Dimitri Colau

Personal information
- Full name: Dimitri Dylan Guy Colau
- Date of birth: 23 February 2006 (age 20)
- Place of birth: Paris, France
- Height: 1.83 m (6 ft 0 in)
- Position: Defender

Team information
- Current team: West Ham United
- Number: 37

Youth career
- 2018–2019: US Saint-Denis
- 2019–2023: Paris FC

Senior career*
- Years: Team / Apps / (Gls)
- 2023–: Paris FC B / 1 / (0)
- 2023–2025: Paris FC / 2 / (0)
- 2025–: West Ham United / 0 / (0)

International career^{‡}
- 2021: France U16 / 3 / (0)

= Dimitri Colau =

French footballer (born 2006)

Dimitri Dylan Guy Colau (born 23 February 2006) is a French professional footballer who plays as a defender for Premier League club West Ham United.

== Club career ==

Born in Paris, and growing up in Orly, Colau is a youth product of US Saint-Denis and Paris FC.

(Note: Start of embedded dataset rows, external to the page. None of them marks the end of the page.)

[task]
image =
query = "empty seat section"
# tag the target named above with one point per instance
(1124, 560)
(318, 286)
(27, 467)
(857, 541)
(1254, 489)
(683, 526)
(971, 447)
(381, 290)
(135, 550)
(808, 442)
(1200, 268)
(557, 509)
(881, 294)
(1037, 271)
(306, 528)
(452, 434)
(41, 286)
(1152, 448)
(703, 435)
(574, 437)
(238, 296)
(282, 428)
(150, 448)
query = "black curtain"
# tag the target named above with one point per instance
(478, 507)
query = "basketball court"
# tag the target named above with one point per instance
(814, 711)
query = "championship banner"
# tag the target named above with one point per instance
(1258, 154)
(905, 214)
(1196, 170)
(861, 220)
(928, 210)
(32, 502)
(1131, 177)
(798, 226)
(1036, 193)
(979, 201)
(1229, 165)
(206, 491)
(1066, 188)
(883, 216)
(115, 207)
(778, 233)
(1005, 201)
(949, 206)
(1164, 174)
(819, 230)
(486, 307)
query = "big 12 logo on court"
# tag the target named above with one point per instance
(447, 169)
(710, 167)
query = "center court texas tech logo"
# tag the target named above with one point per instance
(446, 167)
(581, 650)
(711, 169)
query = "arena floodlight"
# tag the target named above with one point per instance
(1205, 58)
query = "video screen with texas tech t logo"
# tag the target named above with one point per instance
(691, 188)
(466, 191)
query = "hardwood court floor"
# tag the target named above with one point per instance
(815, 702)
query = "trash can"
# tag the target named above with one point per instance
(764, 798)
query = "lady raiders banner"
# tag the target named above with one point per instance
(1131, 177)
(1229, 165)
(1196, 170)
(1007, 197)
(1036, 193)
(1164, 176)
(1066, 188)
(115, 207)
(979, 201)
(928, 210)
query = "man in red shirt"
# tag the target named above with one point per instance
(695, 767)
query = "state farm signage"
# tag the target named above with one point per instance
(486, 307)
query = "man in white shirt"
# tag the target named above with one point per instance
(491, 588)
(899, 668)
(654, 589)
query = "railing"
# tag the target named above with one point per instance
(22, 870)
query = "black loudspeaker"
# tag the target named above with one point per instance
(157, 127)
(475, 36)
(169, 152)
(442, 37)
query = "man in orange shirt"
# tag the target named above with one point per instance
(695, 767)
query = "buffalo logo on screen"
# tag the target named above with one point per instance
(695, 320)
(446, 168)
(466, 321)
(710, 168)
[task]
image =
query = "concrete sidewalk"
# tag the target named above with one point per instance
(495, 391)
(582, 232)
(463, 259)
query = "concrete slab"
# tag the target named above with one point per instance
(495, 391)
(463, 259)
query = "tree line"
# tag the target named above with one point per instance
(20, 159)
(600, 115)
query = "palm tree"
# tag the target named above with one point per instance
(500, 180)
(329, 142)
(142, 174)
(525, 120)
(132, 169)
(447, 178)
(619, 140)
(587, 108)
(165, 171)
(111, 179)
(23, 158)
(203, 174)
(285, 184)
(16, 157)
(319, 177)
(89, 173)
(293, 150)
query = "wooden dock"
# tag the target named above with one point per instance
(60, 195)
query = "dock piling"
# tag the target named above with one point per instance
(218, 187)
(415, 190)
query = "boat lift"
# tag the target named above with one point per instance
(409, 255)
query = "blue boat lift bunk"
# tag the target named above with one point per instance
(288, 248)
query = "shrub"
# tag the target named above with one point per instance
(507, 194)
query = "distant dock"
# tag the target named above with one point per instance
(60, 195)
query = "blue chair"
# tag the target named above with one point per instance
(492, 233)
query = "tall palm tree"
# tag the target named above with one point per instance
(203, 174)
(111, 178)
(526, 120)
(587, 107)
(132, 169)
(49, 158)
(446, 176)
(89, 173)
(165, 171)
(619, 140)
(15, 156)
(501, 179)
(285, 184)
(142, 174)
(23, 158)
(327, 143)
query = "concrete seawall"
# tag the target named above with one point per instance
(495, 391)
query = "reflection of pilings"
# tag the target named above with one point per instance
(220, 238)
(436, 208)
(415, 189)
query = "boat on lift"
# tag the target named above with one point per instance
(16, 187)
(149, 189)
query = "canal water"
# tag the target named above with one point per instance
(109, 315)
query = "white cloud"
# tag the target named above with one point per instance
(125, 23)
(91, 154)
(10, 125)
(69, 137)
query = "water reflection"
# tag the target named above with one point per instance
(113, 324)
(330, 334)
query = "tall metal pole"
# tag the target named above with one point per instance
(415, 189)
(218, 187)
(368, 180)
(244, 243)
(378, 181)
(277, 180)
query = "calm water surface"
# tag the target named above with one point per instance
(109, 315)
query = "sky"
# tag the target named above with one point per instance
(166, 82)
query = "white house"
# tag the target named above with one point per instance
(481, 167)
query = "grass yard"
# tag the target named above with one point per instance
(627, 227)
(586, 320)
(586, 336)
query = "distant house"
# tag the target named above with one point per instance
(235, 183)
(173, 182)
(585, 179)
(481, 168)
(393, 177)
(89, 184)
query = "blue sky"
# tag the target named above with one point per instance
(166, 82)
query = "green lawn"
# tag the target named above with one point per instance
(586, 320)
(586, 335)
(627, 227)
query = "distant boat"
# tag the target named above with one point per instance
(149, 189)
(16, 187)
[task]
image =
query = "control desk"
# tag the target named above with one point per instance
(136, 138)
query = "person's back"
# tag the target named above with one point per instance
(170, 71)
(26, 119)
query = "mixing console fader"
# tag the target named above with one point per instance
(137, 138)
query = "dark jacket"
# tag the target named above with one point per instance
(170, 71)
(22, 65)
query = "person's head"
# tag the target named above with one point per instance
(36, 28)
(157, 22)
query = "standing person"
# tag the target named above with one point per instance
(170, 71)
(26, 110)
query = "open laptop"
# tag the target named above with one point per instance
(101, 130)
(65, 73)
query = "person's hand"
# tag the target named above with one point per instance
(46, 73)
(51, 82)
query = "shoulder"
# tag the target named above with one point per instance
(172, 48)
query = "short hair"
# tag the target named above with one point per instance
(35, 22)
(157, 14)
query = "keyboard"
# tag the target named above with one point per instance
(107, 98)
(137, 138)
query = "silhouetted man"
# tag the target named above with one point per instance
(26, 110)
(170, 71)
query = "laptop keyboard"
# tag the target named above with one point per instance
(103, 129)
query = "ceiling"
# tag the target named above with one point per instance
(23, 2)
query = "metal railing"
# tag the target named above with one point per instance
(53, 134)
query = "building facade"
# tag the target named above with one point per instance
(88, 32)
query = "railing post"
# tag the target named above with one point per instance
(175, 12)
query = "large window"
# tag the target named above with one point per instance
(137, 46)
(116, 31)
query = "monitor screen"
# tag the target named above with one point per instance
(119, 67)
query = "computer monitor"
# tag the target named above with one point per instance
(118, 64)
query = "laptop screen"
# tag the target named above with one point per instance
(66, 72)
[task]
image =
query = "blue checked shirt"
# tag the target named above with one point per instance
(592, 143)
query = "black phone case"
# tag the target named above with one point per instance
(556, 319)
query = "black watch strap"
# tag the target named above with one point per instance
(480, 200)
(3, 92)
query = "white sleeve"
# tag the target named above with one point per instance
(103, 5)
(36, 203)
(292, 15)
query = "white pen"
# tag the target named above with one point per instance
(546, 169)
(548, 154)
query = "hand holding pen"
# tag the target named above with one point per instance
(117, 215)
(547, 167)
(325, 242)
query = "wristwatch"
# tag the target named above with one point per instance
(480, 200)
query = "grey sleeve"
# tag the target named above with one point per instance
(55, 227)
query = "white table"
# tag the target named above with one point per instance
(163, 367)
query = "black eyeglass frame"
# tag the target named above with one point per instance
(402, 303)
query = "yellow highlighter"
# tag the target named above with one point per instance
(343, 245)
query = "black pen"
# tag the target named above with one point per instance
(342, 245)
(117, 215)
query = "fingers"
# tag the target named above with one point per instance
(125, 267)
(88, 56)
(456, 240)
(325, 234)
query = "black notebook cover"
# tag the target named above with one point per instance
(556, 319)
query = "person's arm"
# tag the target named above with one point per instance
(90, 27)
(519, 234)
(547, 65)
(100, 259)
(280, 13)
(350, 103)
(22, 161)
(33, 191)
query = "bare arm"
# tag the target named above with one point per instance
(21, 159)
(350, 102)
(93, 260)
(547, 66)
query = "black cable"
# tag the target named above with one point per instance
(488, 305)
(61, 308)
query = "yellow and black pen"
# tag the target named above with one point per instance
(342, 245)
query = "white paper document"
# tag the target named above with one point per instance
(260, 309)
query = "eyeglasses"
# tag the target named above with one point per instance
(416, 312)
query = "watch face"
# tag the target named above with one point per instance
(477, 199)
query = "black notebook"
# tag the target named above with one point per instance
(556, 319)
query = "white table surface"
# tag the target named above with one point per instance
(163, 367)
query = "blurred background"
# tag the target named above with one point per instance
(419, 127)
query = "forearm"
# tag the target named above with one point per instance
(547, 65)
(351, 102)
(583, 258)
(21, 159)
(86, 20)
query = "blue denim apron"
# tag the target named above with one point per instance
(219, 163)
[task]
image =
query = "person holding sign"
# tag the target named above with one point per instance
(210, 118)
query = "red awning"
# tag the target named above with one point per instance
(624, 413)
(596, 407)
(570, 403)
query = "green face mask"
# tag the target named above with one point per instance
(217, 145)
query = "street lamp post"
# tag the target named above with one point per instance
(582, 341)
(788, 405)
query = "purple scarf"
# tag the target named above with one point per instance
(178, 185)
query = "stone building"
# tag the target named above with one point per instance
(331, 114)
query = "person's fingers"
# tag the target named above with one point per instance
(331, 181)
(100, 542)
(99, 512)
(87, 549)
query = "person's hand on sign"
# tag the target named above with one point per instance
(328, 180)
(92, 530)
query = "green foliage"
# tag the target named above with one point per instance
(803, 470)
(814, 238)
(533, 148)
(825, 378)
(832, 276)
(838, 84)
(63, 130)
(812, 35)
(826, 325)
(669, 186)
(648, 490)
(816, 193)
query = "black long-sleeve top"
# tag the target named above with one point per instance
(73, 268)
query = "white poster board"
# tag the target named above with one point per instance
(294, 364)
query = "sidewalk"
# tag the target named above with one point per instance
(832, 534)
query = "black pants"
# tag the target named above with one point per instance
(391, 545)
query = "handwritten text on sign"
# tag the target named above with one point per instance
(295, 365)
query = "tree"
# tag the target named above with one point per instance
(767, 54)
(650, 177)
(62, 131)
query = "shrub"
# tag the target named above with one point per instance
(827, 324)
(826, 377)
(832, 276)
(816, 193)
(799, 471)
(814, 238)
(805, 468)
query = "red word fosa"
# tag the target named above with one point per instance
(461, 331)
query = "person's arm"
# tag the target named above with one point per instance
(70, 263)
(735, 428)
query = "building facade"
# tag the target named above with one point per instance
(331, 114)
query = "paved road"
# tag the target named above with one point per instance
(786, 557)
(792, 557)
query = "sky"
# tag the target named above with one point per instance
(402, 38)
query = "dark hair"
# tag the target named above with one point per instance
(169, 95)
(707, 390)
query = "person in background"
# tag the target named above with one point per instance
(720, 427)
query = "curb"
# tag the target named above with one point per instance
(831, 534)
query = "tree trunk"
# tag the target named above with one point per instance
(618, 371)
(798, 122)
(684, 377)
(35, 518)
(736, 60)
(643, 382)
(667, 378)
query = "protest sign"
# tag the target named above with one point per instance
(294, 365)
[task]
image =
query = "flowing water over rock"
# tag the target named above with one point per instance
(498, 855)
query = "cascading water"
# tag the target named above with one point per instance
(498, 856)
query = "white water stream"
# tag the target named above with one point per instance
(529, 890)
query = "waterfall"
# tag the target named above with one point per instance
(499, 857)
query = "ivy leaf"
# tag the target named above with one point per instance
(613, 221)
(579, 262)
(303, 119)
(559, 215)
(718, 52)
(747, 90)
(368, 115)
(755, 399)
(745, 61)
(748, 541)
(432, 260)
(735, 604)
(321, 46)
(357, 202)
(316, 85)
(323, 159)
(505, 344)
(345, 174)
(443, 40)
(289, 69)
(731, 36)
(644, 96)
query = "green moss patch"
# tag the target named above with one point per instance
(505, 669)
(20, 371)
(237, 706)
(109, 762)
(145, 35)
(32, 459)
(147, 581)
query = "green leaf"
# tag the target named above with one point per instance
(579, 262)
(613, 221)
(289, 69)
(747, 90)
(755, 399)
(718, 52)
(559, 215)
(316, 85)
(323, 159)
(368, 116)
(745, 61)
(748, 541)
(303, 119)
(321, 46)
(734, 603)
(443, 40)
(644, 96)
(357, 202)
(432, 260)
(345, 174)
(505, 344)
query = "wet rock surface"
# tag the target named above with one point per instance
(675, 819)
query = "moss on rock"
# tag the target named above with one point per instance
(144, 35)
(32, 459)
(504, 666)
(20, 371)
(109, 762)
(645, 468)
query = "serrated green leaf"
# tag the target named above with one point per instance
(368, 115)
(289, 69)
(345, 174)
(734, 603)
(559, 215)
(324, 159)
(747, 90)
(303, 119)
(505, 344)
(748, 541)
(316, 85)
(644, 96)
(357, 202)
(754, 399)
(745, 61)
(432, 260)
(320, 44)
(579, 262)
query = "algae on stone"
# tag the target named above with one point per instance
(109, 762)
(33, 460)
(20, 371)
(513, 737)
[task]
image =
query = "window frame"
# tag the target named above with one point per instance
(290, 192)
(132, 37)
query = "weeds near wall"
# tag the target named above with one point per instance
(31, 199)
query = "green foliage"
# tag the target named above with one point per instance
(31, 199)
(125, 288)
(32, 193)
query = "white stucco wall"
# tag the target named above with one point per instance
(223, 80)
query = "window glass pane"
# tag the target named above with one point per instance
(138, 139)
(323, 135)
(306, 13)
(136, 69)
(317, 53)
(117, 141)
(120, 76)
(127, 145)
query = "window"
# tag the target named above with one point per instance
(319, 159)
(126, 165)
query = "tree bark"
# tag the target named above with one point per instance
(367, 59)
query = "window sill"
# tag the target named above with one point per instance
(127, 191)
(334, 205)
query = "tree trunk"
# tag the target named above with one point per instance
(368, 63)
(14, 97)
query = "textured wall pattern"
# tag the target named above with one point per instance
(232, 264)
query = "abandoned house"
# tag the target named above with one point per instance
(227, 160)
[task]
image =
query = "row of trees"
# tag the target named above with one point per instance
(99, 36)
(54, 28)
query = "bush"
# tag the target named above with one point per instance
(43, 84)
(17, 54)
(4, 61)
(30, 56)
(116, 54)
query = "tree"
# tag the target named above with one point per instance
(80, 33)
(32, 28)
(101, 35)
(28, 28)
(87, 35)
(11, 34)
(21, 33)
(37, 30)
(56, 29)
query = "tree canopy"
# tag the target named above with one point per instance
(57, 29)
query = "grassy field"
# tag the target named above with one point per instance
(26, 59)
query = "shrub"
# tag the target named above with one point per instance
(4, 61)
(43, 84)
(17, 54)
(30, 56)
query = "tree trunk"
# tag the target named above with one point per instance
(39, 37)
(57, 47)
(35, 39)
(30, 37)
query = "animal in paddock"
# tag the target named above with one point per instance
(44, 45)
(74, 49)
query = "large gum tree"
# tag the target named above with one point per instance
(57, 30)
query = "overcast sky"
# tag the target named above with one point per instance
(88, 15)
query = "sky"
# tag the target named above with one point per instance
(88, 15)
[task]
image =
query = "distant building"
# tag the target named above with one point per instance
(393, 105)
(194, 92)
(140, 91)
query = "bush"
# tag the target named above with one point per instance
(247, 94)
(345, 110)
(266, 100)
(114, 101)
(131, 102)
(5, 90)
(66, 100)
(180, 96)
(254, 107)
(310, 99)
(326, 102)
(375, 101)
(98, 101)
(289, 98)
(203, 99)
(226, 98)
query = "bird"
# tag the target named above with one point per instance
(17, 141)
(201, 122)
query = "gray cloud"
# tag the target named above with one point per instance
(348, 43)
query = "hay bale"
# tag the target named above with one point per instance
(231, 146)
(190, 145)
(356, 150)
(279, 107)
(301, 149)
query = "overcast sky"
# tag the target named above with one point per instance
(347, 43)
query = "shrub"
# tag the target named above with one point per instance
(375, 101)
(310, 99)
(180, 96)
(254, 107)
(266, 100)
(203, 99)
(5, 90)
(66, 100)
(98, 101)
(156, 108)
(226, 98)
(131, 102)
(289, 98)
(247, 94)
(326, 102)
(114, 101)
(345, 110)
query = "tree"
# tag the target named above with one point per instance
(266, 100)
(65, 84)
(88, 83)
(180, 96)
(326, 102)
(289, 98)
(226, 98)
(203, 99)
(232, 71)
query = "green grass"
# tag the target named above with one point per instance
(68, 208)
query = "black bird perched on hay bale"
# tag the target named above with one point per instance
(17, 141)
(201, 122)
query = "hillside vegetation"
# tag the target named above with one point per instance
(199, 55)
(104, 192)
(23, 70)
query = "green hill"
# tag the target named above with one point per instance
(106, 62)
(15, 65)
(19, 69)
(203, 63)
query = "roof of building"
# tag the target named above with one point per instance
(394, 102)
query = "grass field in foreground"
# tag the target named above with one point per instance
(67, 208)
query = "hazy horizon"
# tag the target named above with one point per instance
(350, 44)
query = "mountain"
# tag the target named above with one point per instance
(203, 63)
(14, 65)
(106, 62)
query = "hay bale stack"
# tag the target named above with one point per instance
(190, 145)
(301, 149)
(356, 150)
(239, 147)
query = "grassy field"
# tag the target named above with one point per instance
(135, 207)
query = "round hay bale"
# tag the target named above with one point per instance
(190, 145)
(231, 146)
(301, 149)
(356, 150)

Colau made his professional debut with Paris FC in a 3–0 Ligue 2 win over US Concarneau on 26 August 2023.

On 1 September 2025, Colau joined Premier League club West Ham United signing a four–year contract.

== International career ==

Born in metropolitan France, Colau also has Guadeloupean origins. He is a youth international for France, having played for the under-16.